PLZEN, Czech Republic - It's a lovely May afternoon, bright and hot. The sun beats down on Plzen's Republic Square, showing off to fine effect the 16th-century Town Hall - the rooftop gables, the intricate Renaissance graffiti, the Nazi flag.
It's a disconcerting sight, even after the double-take recognition that the swastika hanging from an upstairs window and the portrait of Adolf Hitler over the door were placed there by patriotic residents. Today is the second day of Plzen's annual Slavnosti Svobody (Festival of Freedom) marking the anniversary of the city's liberation by U.S. troops in May 1945, and the activities include a staging of a battle for the building.
Before hundreds watching from a cordoned-off area between Town Hall and the gothic Church of St. Bartholomew, "soldiers" in GI dress pull up in jeeps and exchange noisy volleys of blank ammunition with their German-uniformed counterparts. The Yanks enter; moments later, the swastika flag is pulled in and replaced by the Czech tricolor and the Stars and Stripes.
"Dobry, dobre," murmurs an onlooker. "Good, very good."
The Festival of Freedom began as a spontaneous celebration in May 1990, six months after the fall of the Communist-run government, which had actively played down any U.S. role in the liberation of then-Czechoslovakia.
"People were singing and dancing in the street and in the parks all night," recalls Mila Raboch, who works with the city, coordinating activities for what has become an organized, multiday festival of parades, presentations and concerts of mainly American music.
This year's is the first to include the fictional battle for Town Hall. It is also being held in the immediate aftermath of another U.S. "liberation," albeit one freighted with ambiguity and political baggage. Polls show Czechs overwhelmingly opposed the U.S.-led war in Iraq, but Plzen in May is not the place to come for a critique of U.S. foreign policy. Events in the Middle East have done nothing to dampen this city's sentimental embrace of the U.S. military, and it's on full display on this sunny Sunday, the second and main day of the festival.
Scores of people are in uniform, from bulky middle-age men in full dress to toddlers in fatigues. The "Convoy of Remembrance," a parade of 65 period military vehicles, passes twice around the square to cheers and waves, en route to other western Czech towns freed by U.S. forces. People jockey to have their picture taken with Eric Petersen, an 83-year-old American veteran of the Plzen operation who has returned to ride with the convoy. The troops who rolled into Baghdad should have it so good in 58 years.
Rudolf Wabnegger believes they will, and a lot sooner.
"It will be much earlier," says Wabnegger, of nearby Kozolupy. Hoisting a full-size U.S. flag over his shoulder, the 32-year-old father of two predicts that in decades to come, Iraqis will hold similar celebrations: "They will be grateful to the Americans who did such a thing."
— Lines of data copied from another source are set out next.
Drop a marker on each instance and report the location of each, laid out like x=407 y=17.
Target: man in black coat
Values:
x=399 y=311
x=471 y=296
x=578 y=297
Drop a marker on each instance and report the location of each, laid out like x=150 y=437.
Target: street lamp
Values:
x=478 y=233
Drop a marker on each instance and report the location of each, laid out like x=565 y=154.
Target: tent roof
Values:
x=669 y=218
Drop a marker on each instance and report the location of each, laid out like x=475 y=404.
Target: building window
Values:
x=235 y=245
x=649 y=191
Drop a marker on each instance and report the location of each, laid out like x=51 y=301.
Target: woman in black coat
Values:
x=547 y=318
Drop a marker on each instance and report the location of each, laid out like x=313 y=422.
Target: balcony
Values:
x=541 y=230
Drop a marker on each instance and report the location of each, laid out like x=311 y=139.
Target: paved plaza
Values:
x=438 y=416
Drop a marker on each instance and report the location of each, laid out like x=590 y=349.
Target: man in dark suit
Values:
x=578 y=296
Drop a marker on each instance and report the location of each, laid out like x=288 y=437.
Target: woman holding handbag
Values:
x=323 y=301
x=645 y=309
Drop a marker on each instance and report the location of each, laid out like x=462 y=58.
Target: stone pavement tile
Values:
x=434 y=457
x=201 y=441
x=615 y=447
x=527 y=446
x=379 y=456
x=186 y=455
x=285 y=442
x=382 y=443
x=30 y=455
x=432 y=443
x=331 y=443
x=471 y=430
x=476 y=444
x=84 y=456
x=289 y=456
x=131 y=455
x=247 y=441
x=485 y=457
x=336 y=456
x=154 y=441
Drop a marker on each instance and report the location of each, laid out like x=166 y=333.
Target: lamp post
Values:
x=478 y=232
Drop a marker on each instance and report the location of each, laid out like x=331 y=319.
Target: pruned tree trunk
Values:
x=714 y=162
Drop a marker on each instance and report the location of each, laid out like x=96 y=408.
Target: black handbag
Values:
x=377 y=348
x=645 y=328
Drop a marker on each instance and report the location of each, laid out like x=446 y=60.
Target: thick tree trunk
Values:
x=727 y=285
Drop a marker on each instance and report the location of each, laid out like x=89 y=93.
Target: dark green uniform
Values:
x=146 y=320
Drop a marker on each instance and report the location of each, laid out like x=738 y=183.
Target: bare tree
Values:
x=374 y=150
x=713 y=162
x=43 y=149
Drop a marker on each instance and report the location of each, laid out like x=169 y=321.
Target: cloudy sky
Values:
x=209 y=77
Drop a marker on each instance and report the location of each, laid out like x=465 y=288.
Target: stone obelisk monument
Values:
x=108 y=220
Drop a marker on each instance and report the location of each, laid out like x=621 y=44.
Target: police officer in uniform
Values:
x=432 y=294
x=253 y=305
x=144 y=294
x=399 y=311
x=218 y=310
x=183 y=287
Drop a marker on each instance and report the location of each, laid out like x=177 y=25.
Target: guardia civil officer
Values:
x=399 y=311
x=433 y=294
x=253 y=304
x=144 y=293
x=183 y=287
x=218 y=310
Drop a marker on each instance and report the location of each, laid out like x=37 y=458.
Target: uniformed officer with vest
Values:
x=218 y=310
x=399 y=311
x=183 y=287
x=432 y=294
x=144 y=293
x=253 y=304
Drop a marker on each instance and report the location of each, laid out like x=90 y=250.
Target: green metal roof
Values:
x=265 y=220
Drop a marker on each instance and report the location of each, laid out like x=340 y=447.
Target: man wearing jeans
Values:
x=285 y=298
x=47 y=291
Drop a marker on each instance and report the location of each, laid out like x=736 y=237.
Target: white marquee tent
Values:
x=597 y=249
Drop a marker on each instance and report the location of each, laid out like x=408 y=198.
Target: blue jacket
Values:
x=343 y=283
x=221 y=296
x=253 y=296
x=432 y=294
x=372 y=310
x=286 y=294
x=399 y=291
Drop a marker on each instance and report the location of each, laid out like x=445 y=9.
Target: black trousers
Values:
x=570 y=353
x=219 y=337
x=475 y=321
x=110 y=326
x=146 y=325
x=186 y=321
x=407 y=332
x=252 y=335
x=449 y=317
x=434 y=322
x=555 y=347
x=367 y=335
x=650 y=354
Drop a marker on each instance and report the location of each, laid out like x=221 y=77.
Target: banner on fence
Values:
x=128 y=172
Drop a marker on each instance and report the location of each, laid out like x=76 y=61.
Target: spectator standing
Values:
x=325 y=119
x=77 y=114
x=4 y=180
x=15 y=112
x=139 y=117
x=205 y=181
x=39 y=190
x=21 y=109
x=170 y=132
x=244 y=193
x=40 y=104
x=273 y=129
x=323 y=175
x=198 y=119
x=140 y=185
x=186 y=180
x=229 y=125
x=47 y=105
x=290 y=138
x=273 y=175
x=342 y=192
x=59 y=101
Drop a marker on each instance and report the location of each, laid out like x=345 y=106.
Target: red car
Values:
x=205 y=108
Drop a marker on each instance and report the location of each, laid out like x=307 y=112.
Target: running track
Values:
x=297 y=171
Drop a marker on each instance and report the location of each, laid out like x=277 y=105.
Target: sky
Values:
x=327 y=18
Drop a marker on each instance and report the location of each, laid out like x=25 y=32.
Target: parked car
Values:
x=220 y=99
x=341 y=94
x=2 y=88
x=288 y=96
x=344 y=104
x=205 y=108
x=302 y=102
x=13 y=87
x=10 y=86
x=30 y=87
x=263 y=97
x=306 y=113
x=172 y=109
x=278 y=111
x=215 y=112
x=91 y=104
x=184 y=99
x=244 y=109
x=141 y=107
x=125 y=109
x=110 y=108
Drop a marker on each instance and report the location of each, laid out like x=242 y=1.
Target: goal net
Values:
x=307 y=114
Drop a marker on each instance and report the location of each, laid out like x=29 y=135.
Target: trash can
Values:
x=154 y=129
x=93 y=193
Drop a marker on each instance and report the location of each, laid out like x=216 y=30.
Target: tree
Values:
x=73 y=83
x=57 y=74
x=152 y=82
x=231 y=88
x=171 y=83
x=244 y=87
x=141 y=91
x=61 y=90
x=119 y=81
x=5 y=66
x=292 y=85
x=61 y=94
This 700-year-old city of 165,000, best known as the birthplace of pilsener beer, also marks the farthest advance of U.S. troops into the former Czechoslovakia. Arriving May 6, 1945, under the command of Gen. George S. Patton, the U.S. forces were ordered to halt so that Prague, less than 50 miles away, could be taken by the Soviet army, as agreed by the Allied powers.
Because of that history - and, perhaps, because of how it was stifled during the 40 years of Communist rule - there is a sizable subculture of U.S. military camp followers, collectors and amateur historians who frequently dress the part, in the Czech Republic. The Club of Military History-Plzen, which organized the Town Hall firefight, includes 50 members in three "regiments," said Ivan Rollinger, a captain in the club's 38th Infantry.
Though they're not part of any organized outfit, Martin Rokos and his friend Libor Stastny have come from Prague for the celebration clad head to toe in olive drab, spot-on in every detail (save for tall plastic cups of Pilsner Urquell). Stastny has a regulation L-shape flashlight hooked to his uniform, Rokos a holstered (and presumably unloaded) gun slung at his waist.
"It's our hobby. We collect these items," says Rokos, 27. Since the war in Iraq, he says, people "look differently at us" when he and Stastny wear their uniforms in public. "The perception [of the U.S. military] is more negative now."
No such change in feeling is evident among the revelers here, whether clad in camouflage or wearing civilian clothes and pushing strollers. "This is an event that must be remembered" regardless of current events, says Vladimira Rosendorfova, 32, after her 10-month-old son, Jindrich, gets some face time with Petersen. "It was denied for such a long time, people are eager to celebrate in this way."
"This was the way it was," says Milan Jisa, 55, a member of the Club of Military History. "Now the policy of the United States might be a bit different, but it doesn't matter in relation to this event."